La literatura de Gabriel García Márquez.


Y me enteré de que había “otra literatura” en español leyendo a Gabriel García Márquez (1927-2014). Un periodista que llevó la maestría y el pulso de la crónica al relato de ficción. Lo descubrí primero a través de Relato de un náufrago (1970), lectura escolar casi obligada, y después con La aventura de Miguel Littín, clandestino en Chile (1986), que el diario El País publicó por entregas y que yo debo de tener recogidas aún por alguna parte. Me fascinó esa facilidad increíble suya para dar altura mítica a lo cotidiano, a través de un lenguaje que fluía con la naturalidad sonora de un fresco manantial. García Márquez era “otra cosa”, una poderosa alternativa a la morosidad e insipidez de nuestras nacionales letras.


Hay un después de Carpentier y García Márquez en la narrativa hispana: dos portentos que trazaron las sinuosas líneas de lo mágico, bien por increíble a los ojos de un europeo, bien por recordar la cara oculta de la realidad, que es la fantasía y el ilusionismo. La Naturaleza caribeña da la fuerza colosal y olímpica de los huracanes, los recios goterones de lluvia en torrenciales aguaceros, quizá las nubes de mariposas y las interminables cascadas.
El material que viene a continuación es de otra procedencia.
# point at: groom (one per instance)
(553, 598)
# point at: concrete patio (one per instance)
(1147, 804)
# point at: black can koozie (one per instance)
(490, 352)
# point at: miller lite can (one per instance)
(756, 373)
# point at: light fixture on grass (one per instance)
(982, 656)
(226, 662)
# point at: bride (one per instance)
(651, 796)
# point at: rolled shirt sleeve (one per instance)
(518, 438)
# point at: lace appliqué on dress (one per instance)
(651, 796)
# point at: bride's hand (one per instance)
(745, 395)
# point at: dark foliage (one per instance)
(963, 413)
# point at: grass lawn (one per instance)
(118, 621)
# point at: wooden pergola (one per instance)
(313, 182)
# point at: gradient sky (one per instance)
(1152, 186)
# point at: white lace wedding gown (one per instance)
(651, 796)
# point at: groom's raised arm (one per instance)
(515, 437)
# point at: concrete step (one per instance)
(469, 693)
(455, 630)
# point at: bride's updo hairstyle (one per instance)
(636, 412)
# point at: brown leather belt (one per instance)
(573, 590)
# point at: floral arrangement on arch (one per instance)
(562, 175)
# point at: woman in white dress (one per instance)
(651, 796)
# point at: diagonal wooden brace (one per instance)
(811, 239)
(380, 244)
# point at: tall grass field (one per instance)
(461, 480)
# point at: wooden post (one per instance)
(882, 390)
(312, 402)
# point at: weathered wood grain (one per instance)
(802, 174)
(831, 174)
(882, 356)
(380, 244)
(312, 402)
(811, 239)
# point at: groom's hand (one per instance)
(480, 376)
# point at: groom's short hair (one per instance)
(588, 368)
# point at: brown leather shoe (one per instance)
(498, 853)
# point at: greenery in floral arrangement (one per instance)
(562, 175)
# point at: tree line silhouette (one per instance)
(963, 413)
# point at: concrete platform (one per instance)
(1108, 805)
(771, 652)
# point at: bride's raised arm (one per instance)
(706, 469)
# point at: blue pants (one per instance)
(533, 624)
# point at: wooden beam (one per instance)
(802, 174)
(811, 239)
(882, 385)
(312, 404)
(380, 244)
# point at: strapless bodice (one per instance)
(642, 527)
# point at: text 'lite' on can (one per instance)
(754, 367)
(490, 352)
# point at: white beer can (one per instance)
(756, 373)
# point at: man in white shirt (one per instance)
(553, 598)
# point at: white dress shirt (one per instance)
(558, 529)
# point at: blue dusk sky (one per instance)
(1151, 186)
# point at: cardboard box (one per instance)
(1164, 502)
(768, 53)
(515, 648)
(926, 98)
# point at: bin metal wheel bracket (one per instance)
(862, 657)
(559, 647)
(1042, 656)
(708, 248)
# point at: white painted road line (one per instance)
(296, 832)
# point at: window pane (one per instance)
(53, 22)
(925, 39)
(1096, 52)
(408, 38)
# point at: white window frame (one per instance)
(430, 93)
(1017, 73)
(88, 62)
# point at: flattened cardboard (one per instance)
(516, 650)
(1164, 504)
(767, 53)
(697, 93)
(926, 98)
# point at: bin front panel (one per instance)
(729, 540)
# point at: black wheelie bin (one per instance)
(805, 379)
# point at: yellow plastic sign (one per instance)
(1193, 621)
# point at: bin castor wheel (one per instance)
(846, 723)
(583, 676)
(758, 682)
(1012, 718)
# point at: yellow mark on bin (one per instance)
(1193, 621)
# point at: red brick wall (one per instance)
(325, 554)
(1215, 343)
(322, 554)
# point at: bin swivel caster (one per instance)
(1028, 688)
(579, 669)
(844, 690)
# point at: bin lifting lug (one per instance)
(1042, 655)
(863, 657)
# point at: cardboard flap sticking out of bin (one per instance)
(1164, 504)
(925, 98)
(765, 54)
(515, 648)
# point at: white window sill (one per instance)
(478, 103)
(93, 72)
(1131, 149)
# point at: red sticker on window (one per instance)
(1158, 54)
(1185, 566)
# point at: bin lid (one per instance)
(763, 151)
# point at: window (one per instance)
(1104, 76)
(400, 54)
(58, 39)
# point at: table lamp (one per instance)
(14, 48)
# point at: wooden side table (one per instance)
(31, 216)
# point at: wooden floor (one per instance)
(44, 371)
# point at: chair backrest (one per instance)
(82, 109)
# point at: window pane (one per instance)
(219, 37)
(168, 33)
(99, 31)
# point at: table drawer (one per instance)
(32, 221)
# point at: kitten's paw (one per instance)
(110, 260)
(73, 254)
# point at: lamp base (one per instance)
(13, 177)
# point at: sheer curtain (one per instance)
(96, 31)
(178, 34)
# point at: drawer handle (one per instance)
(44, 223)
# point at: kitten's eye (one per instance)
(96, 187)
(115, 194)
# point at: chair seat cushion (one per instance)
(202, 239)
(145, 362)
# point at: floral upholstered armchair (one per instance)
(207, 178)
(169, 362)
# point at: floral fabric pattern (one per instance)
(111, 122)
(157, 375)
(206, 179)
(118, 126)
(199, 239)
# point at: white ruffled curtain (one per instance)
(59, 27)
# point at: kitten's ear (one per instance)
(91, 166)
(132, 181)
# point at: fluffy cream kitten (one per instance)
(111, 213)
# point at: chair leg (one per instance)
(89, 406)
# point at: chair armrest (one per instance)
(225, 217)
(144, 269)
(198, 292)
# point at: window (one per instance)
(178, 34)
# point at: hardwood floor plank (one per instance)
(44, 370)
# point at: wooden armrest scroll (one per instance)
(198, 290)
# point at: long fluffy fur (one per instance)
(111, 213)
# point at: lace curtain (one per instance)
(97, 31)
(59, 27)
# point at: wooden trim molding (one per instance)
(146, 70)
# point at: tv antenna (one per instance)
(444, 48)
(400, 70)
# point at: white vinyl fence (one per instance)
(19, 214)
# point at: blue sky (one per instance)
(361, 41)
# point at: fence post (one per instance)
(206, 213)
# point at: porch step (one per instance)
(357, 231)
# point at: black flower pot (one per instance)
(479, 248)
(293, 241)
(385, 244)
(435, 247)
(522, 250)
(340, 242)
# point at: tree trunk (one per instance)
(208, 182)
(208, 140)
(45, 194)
Si a ello se une la facultad prodigiosa de fabulación de los cuentos persas de Las mil y una noches, y el espíritu mitómano de Don Quijote, el resultado son las piezas asombrosas del Nobel colombiano.
Voy a recordar, solamente, algunos momentos de las novelas de García Márquez que me dejaron postrado en la apatía del anonadamiento, cuando yo era un joven lector de diecinueve o veinte años.
Gran parte de la maestría fabuladora del Nobel colombiano se debe a su abuela Tranquilina Iguarán Cotes, contadora de historias donde el prodigio copula con la realidad y da pie a un parto satisfactorio.
Empiezo por Cien años de soledad (1967), que es la Biblia de la literatura hispana, libro que no debiera faltar en ninguna habitación de hotel, salvo por aquello de que Macondo embruje al viajero y sustituya en su imaginario a la ciudad que se visita.
Jamás pude suponer que, descendiendo el curso de un río, en un paraje remoto y selvático, se hallara un resto de la ocupación española de América del Sur; pero así era:
Agotados por la prolongada travesía, colgaron las hamacas y durmieron a fondo por primera vez en dos semanas. Cuando despertaron, ya con el sol alto, se quedaron pasmados de fascinación. Frente a ellos, rodeado de helechos y palmeras, blanco y polvoriento en la silenciosa luz de la mañana, estaba un enorme galeón español. Ligeramente volteado a estribor, de su arboladura intacta colgaban las piltrafas escuálidas del velamen, entre jarcias adornadas de orquídeas. El casco, cubierto con una tersa coraza de remora petrificada y musgo tierno, estaba firmemente enclavado en un suelo de piedras. Toda la estructura parecía ocupar un ámbito propio, un espacio de soledad y de olvido, vedado a los vicios del tiempo y a las costumbres de los pájaros. En el interior, que los expedicionarios exploraron con un fervor sigiloso, no había nada más que un apretado bosque de flores.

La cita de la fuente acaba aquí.